Excerpt from Duty, Honor, Country, a Novel of West Point & the Civil War
“If the arsenal had been this well guarded,” Robert E. Lee muttered, “we wouldn’t be going through this.”
The corn-field, long since harvested, was surrounded by soldiers, over a thousand of them, mostly Virginia Militia, dressed in a wide assortment of uniforms, from red to gray to blue to various combinations of them all. A scaffold waited in the center of the field, quickly and efficiently built even before the verdict had been handed down condemning John Brown.
King said nothing in response to Lee’s remark. Since the raid six weeks ago, the trial of John Brown had captivated the country, just as Lee had direly predicted. King’s failure to kill the man had been written off to the heat of battle, not cold calculation. The identity of the one-armed man he had killed, had jolted King.
Disgusted with the unfolding spectacle, Lee turned his horse and rode away, heading toward a nearby hilltop to watch from a distance. King stayed in the shadow of the scaffold.
It was a cold December day, the sun chilled and distant in the clear sky overhead. A wagon came slowly down a dirt road carrying John Brown, dressed all in black, except for red slippers, sitting on a coffin. His gaze was over the field, toward the Blue Ridge Mountains, adorned with leafless trees.

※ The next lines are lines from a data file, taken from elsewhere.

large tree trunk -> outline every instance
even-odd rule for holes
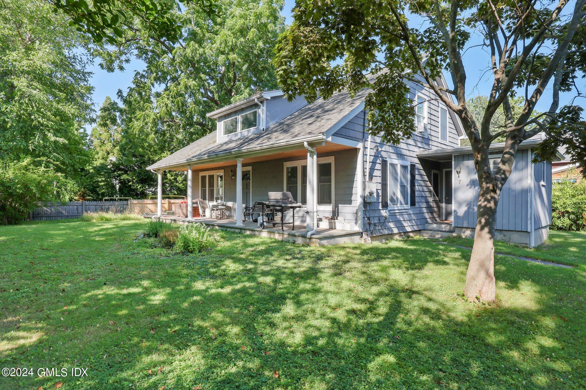
[[[474,246],[464,286],[469,301],[495,301],[495,225],[499,195],[495,186],[481,184]]]

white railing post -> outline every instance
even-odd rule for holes
[[[187,167],[187,219],[191,220],[193,219],[193,199],[192,196],[193,172],[192,167]]]
[[[163,214],[163,172],[156,171],[158,187],[156,189],[156,216],[160,217]]]
[[[236,226],[242,223],[242,158],[236,158]]]

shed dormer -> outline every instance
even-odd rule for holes
[[[306,104],[302,97],[289,102],[282,91],[276,89],[255,94],[207,116],[217,120],[216,141],[222,143],[265,131]]]

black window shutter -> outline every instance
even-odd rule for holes
[[[409,187],[411,195],[411,206],[415,206],[415,164],[411,164],[410,166],[410,177],[409,178]]]
[[[380,160],[380,206],[389,207],[389,163],[386,158]]]

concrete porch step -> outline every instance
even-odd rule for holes
[[[449,232],[453,233],[455,231],[451,223],[447,222],[430,222],[425,224],[425,230],[437,230],[438,232]]]
[[[420,231],[421,236],[424,237],[432,237],[437,239],[445,239],[448,237],[451,237],[454,234],[454,232],[442,232],[441,230],[423,230]]]

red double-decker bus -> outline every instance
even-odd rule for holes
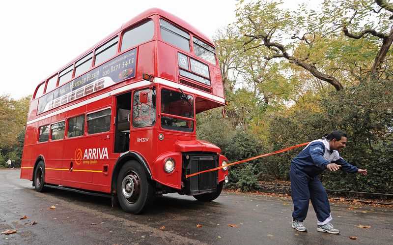
[[[21,178],[112,196],[145,211],[157,194],[209,201],[228,180],[196,115],[225,104],[214,46],[170,13],[149,9],[43,80],[28,113]]]

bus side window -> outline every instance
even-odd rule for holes
[[[147,92],[147,103],[140,103],[140,92]],[[145,89],[134,93],[133,101],[132,126],[134,127],[147,127],[156,123],[155,89]]]
[[[43,83],[37,89],[37,92],[35,93],[34,98],[36,98],[44,94],[44,89],[45,88],[45,83]]]
[[[39,142],[48,141],[49,139],[49,125],[45,125],[40,127],[39,134]]]
[[[134,27],[123,34],[120,52],[148,41],[152,38],[154,35],[154,23],[152,20]]]
[[[100,64],[105,61],[114,56],[116,51],[117,51],[117,41],[118,40],[119,37],[116,36],[95,50],[94,65]]]
[[[84,115],[81,115],[68,119],[68,126],[67,128],[67,137],[81,136],[84,132]]]
[[[107,132],[111,128],[111,109],[87,114],[87,133]]]

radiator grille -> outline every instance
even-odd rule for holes
[[[187,174],[211,169],[217,167],[217,161],[212,155],[190,156],[190,160],[185,163],[183,170]],[[217,171],[204,173],[192,176],[186,181],[185,190],[189,194],[200,194],[215,191],[217,188]]]

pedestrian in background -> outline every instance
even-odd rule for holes
[[[341,169],[351,174],[366,175],[366,169],[360,169],[340,157],[339,153],[347,144],[347,135],[334,131],[321,140],[311,142],[291,163],[289,177],[294,209],[292,227],[299,231],[307,231],[303,221],[307,215],[311,200],[316,214],[317,230],[338,234],[330,223],[333,219],[326,191],[318,175],[325,169]]]

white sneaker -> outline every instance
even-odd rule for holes
[[[321,232],[327,232],[331,234],[338,234],[340,233],[340,231],[337,229],[335,229],[333,225],[330,223],[324,224],[323,225],[318,225],[316,227],[316,230]]]
[[[299,231],[307,231],[307,229],[303,225],[303,222],[296,219],[292,221],[292,228]]]

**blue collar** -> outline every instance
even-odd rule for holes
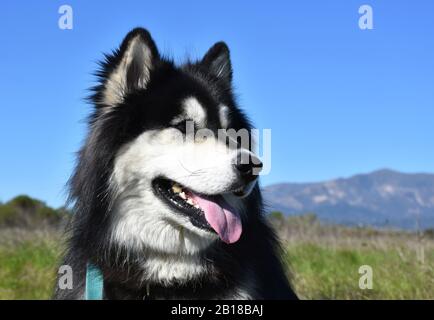
[[[101,270],[88,262],[86,267],[86,291],[85,300],[102,300],[104,279]]]

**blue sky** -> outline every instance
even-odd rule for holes
[[[2,1],[0,200],[63,203],[96,61],[136,26],[177,60],[229,44],[242,107],[272,129],[264,185],[434,172],[434,1]]]

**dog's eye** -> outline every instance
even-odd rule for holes
[[[190,128],[190,130],[191,129],[193,129],[193,130],[195,129],[195,123],[191,119],[185,119],[185,120],[182,120],[179,123],[174,124],[172,127],[175,128],[175,129],[177,129],[177,130],[179,130],[179,131],[181,131],[182,133],[186,133],[187,132],[187,128]]]

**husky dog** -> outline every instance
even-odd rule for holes
[[[212,135],[251,129],[227,45],[177,66],[137,28],[97,75],[70,180],[63,264],[73,288],[55,298],[84,298],[88,263],[103,275],[104,299],[296,298],[262,212],[252,143]]]

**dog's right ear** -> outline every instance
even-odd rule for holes
[[[137,28],[130,31],[119,50],[106,57],[100,74],[104,83],[97,103],[114,107],[128,93],[145,89],[151,70],[159,59],[157,46],[147,30]]]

A drumbeat began to King’s left. A contingent of cadets from the Virginia Military Institute were lined up immediately around the scaffold, the drummer a young boy in their midst. They wore red shirts, grey trousers and crossed white belts. Their officer in charge came over to King right after Lee rode away.
“What’s wrong with the Colonel?”
“Nothing,” King said. “He sees no need to be close by.”
“You were in the assault?” the VMI instructor asked.
“I was,” King said.
“Thomas Jackson,” the officer introduced himself.
“This is God’s vengeance,” Jackson said as the wagon came to a halt next to the steps to the scaffold.
“It is indeed,” King agreed as the tailgate to the wagon was let down. John Brown got off his coffin and quickly leapt off the wagon as if eager for his fate. The sheriff escorted him up the stairs to the platform, where he was positioned over the trap door. His ankles were tied by deputies while others slid the coffin out of the wagon and put it just below the door.
“He bears his faith well, though,” Jackson commented.
“But on the wrong path,” King said.
“That will be for a higher power than us to decide soon,” Jackson said.
Jackson turned toward his cadets and signaled. He barked out an order and they snapped to attention as the drumbeat ceased. A heavy silence descended on the thousands of soldiers and civilians bearing witness.
A hood was place over Brown’s head and then the rope was cinched around his neck.
“Do you want to know when the trap opens?” the sheriff asked Brown, his voice carrying over the silent crowd.
Brown’s response was slightly muffled by the cloth, but audible. “No. Just be quick about it.”
Which, of course, they were not. Like MacKenzie on the Somers, the officials on the scaffold now seemed uncertain as to who was in charge of the fatal moment. Minutes passed and Brown stood still as hushed conversations went on around him.
The crowd began to grow uneasy as more minutes had passed. King looked off in the distance and he saw Lee, on his magnificent stallion, watching from a hilltop a mile away.
Finally the sheriff stepped forward, axe in hand. Without warning, he swung and cut the rope holding the trap door.
John Brown fell and jerked to a halt with a resounding crack.
Not a sound came from the crowd.
The dangling body slowly twisted and turned.
The Last Written Words of John Brown, 2 December 1859
I, John Brown am now quite certain that the crimes of this guilty land will never be purged away, but with blood. I had, as I now think, vainly flattered myself that without very much bloodshed it might be done.